Call 855-808-4530 or email [email protected] to receive your discount on a new subscription.
Courts are increasingly ordering counsel to identify and produce information beyond traditional e-mail and loose files. Whether its employee and payroll data related to a wage and hour dispute or trade data related to a market manipulation investigation, understanding the Electronic Discovery Reference Model (EDRM) as it relates to increasingly larger volumes of structured data has never been a more critical e-discovery capability. Structured data repositories, whether live or deactivated legacy systems, reside behind all corporate firewalls. This structured information is often complex and no two repositories are the same. A forensic examiner may encounter complex data models, encrypted fields, and highly customized, proprietary or third-party systems which may make data retrieval difficult. As a result, collection, processing and hosting methods are unique to each case and dictated by the structured data relevant to the matter.
Structured data is electronically stored information (ESI) that is organized and stored in a structured format, often in a database, mainframe or other repository. This article outlines some key differences between structured and unstructured e-discovery processes, structured data challenges, and key considerations that lead to accurate productions in a cost-efficient manner.
Identification
The first challenge to structured data e-discovery is identifying the relevant pieces of information required to conduct a thorough and timely investigation.

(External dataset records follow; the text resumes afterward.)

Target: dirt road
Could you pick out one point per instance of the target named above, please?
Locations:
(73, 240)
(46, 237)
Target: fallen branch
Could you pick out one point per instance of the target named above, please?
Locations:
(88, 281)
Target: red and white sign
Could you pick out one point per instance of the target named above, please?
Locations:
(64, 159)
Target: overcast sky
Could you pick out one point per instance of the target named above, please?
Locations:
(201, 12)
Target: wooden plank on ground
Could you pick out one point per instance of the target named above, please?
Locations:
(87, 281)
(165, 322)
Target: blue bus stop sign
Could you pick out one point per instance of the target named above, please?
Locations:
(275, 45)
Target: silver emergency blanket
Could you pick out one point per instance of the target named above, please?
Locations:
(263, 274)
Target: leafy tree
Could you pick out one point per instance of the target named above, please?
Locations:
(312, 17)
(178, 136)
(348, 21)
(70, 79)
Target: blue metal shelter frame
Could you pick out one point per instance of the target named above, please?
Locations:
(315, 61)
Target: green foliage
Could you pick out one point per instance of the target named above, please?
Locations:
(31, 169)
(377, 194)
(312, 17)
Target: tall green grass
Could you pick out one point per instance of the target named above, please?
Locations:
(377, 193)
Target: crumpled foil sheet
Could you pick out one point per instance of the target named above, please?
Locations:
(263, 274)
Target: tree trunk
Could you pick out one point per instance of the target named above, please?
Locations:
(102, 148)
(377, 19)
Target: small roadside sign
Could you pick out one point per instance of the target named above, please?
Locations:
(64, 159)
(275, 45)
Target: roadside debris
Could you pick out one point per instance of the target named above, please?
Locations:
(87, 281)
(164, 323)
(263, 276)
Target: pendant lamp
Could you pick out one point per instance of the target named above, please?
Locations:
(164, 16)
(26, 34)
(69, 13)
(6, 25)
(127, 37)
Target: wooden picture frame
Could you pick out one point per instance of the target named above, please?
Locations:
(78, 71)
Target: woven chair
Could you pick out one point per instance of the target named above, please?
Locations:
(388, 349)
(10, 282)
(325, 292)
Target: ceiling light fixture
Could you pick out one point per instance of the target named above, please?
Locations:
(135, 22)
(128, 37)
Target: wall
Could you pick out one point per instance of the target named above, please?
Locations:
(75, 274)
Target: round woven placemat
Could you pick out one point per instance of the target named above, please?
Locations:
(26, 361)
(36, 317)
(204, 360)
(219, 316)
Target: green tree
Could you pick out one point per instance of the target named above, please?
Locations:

While unstructured data is typically stored as stand-alone discrete files, structured data is often divided into fields across multiple tables. The requesting party is only entitled to fields that contain relevant information. To identify relevant structured data, an examiner must first ob tain an understanding of the client's operations and data storage facilities. This includes identifying key IT and operations contacts and understanding the network topology, system locations (and related data privacy laws), server platforms, applications and estimated data size. This allows an examiner to determine the requisite hardware and software tools needed to preserve, collect and process the data, as well as the repository size required to host the data.
Interviewing business owners and IT system owners of the data early on in the e-discovery process to avoid irrelevant collections or multiple extractions is a critical first step. Relevant data maps, schemas, or dictionaries should be obtained prior to the interviews to facilitate the discussion. Does data relevant to the case reside with third-party service providers or in the cloud? Whereas unstructured data typically resides within a corporation, structured data may not. In that instance, the provider may require that the forensic examiner sign a non-disclosure agreement prior to providing data maps and access to the information. The time it takes to get data residing on third party systems can vary. Early identification will help expedite the collection process.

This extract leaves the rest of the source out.